Kumarasamy does a wonderful life in her vividly cinematic presentation of the man’s visit to the office of missing persons.  The officer in charge at first tries to suggest the boy may have just run off on a lark:


“Jeganathan paused. “He did not return home after his studies.”
“These young Tamil boys always getting into trouble. They don’t know how to be proper citizens,” the officer said and scratched something on the paper in blue ink. Jeganathan remembered his younger boy, Prem, shaking on the floor as they questioned him, his eyes flushed with tears as he cut through the bond of the womb and revealed the trip Jeevan had planned that night with Amutha to the local Shiva shrine, and before then all their meetings under the neem trees by the abandoned pharmacy, the way his brother unraveled her braid, tied her hair around his hand like a bandage.

His wife has often urged him to leave Sri Lanka, taking a teaching job outside the country.  Things begin to turn badly for Jeganthan.  People assume his son was “disappeared” for unacceptable to the anti-Tamil forces political actions or speech.  People begin to shun him and his wife.  Their household helper quits.  He eventually loses his university position.  I will leave the rest of the story untold.

I do what to share enough of her beautiful prose to let you see why this story is so marvelous.


“Jeganathan worked as an entomologist. He was not prone to chatting except in the lecture halls in front of his students, talking of what he loved best. He was fastidious with what he could control, his ironed suits and finely trimmed mustache, the way he recorded his work in his notebook, the column for wingspan blank until he measured the specimen three times.
He had never been militant. He joked about dueling other entomologists like William de Alwis, the Sri Lankan butterfly man, because they seemed harmless. In keeping company with insects, he had avoided addressing the war altogether, though his wife disagreed on that matter. In her eyes, he was a man so dedicated to his work that he was willing to get both his legs blown off for some dung-eating insects.
“Weren’t you almost killed by a mob in Colombo? And look, we’re still here in this country,” his wife said after hearing of his job transfer from the capital to up north. “I thought by marrying a professor we’d end up in Toronto, Sydney, London, anywhere better, and now you want to take me to Jaffna. Do you want to get us deeper into this war?”
Jeganathan had decided to transfer to Jaffna not because of politics but because of a discovery. While praying in the Murugan temple in Nallur, he saw a blue beetle skitter across the floor. The strange wings and streaks along its abdomen forced him to his knees, and he crawled after the specimen. He carried the beetle in a jar all the way back to his office in the capital. After his examinations, he suspected he had discovered a new species. He named the insect—Nicrophorus m. kumaratunga—after the president at the time, and when questioned by officials what the m stood for, he said, Madame, not the Hindu deity Lord Muruga. While officials hassled other Tamil intellectuals at the university, they did not bother with him, the professor whose blue-winged insect talisman granted him a level of immunity.”

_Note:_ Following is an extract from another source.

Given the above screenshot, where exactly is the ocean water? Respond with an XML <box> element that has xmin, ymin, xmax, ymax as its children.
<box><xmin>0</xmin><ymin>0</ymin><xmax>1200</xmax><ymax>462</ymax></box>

The characters are all rendered with great verisimilitude, you can almost feel the shimmering heat of a tropical mega-City.

From the publisher’s website 

A startlingly beautiful debut, Half Gods brings together the exiled, the disappeared, the seekers. Following the fractured origins and destines of two brothers named after demigods from the ancient epic the Mahabharata, we meet a family struggling with the reverberations of the past in their lives. These ten interlinked stories redraw the map of our world in surprising ways: following an act of violence, a baby girl is renamed after a Hindu goddess but raised as a Muslim; a lonely butcher from Angola finds solace in a family of refugees in New Jersey; a gentle entomologist, in Sri Lanka, discovers unexpected reserves of courage while searching for his missing son.
By turns heartbreaking and fiercely inventive, Half Gods reveals with sharp clarity the ways that parents, children, and friends act as unknowing mirrors to each other, revealing in their all-too human weaknesses, hopes, and sorrows a connection to the divine.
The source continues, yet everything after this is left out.